TasFoods Q4 Revenue Falls 9.6% to $9.8 Million Amid Oversupply
TasFoods reported a 9.6% revenue decline in Q4 2025 amid oversupply and discounted mainland poultry impacting Tasmanian markets, while completing the sale of Pyengana Dairy.
- 9.6% revenue decline to $9.8 million in Q4 2025
- Poultry sales down 9% due to mainland oversupply and discounting
- Gross margins fell 3.6%, offset by cost reductions and direct management of poultry sheds
- Sale of Pyengana Dairy completed in December 2025
- Cash flow impacted with $0.7 million net operating outflow and $1.5 million investing inflow
Challenging Market Conditions
TasFoods Limited (ASX, TFL) has revealed a tough quarter ending December 2025, with total consolidated revenue falling 9.6% to $9.8 million. The decline was largely driven by a 9% drop in poultry sales, reflecting an oversupplied Tasmanian market flooded with discounted poultry from mainland Australia. This influx has intensified competition, particularly in wholesale and food service channels, squeezing margins and sales volumes.
Despite these headwinds, TasFoods has taken strategic steps to mitigate losses. Gross margins in its Nichols Poultry division declined by 3.6%, but this was partly offset by reductions in input costs such as feed and contract grower fees. A notable operational shift saw Nichols Poultry take direct control of 70% of its chicken growing sheds, moving away from contract arrangements to strengthen its supply chain and cost base.
Cost Management and Asset Sales
Cost discipline has been a clear focus, with indirect costs across the company down 10.6% compared to the prior year period. Corporate office expenses were also trimmed by 3%, reflecting a lean approach prioritising essential services only. These measures have helped cushion the financial impact of the challenging poultry market.

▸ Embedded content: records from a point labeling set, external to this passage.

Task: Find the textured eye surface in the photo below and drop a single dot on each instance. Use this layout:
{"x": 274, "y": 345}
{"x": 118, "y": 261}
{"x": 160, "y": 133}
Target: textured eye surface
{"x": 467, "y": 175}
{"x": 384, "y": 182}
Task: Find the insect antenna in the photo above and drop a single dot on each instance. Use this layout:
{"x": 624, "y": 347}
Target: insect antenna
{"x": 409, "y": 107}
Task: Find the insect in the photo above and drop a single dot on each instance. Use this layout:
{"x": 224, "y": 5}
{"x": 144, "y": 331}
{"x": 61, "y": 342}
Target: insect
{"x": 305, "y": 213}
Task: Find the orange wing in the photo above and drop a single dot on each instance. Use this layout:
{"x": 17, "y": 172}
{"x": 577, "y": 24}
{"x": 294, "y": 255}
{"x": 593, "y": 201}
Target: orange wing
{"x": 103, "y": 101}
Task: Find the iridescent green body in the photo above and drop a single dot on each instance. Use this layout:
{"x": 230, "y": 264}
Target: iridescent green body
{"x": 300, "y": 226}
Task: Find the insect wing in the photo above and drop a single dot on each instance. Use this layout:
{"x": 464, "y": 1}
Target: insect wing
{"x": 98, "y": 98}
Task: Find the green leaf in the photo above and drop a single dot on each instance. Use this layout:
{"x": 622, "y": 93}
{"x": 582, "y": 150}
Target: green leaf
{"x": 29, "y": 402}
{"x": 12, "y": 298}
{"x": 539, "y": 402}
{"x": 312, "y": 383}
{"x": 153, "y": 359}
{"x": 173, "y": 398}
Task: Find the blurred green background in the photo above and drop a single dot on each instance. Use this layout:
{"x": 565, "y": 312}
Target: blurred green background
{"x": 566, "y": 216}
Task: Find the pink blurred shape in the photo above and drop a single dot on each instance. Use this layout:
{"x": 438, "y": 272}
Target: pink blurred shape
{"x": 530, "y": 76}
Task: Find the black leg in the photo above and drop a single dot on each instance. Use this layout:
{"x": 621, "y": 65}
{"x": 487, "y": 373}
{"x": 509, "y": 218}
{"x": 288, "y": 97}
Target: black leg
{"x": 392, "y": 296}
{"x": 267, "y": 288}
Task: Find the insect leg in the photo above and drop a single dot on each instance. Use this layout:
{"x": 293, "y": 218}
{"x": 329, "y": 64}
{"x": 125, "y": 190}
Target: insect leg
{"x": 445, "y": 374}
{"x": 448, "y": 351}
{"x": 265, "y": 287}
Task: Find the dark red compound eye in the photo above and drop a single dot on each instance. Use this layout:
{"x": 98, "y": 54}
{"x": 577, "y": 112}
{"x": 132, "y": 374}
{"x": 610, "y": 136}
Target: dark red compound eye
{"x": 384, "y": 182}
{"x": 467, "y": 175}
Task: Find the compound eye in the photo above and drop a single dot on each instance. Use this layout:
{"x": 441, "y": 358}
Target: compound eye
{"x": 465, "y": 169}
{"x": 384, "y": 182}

In a significant portfolio move, TasFoods completed the sale of its Pyengana Dairy business in late December 2025 following an Extraordinary General Meeting. This divestment contributed to a $1.5 million net investing cash inflow for the quarter, providing some liquidity relief amid operational pressures.
Cash Flow and Financial Stability
The company ended the quarter with a modest cash overdraft of $0.3 million but retains access to a $1.5 million working capital facility through NAB. Net operating cash outflows were $0.7 million, a deterioration from a slight inflow in the previous year’s quarter. TasFoods continues to emphasise strict working capital management to maintain financial stability in a competitive environment.
Outlook and Strategic Focus
Looking ahead, TasFoods notes some late-quarter signs of improvement in poultry pricing and demand, particularly through the festive season. However, it expects competitive pressures to persist throughout 2026 as consumers remain cautious amid ongoing economic uncertainty. The company is actively reviewing its poultry operations and asset portfolio under its Capital Management Framework, exploring opportunities to enhance shareholder returns, including potential realisation of Nichols Poultry’s brand equity.
CEO Joshua Fletcher highlighted the company’s commitment to navigating these challenges with a focus on operational efficiency and strategic asset management, signalling a cautious but proactive approach to the year ahead.
Bottom Line?
TasFoods’ next moves on poultry operations and asset strategy will be critical as it navigates a fiercely competitive market in 2026.
Questions in the middle?
- Will TasFoods pursue further asset sales or restructuring in its poultry division?
- How quickly can Nichols Poultry’s direct management strategy improve margins and volumes?
- What impact will ongoing economic uncertainty have on Tasmanian consumer demand for poultry?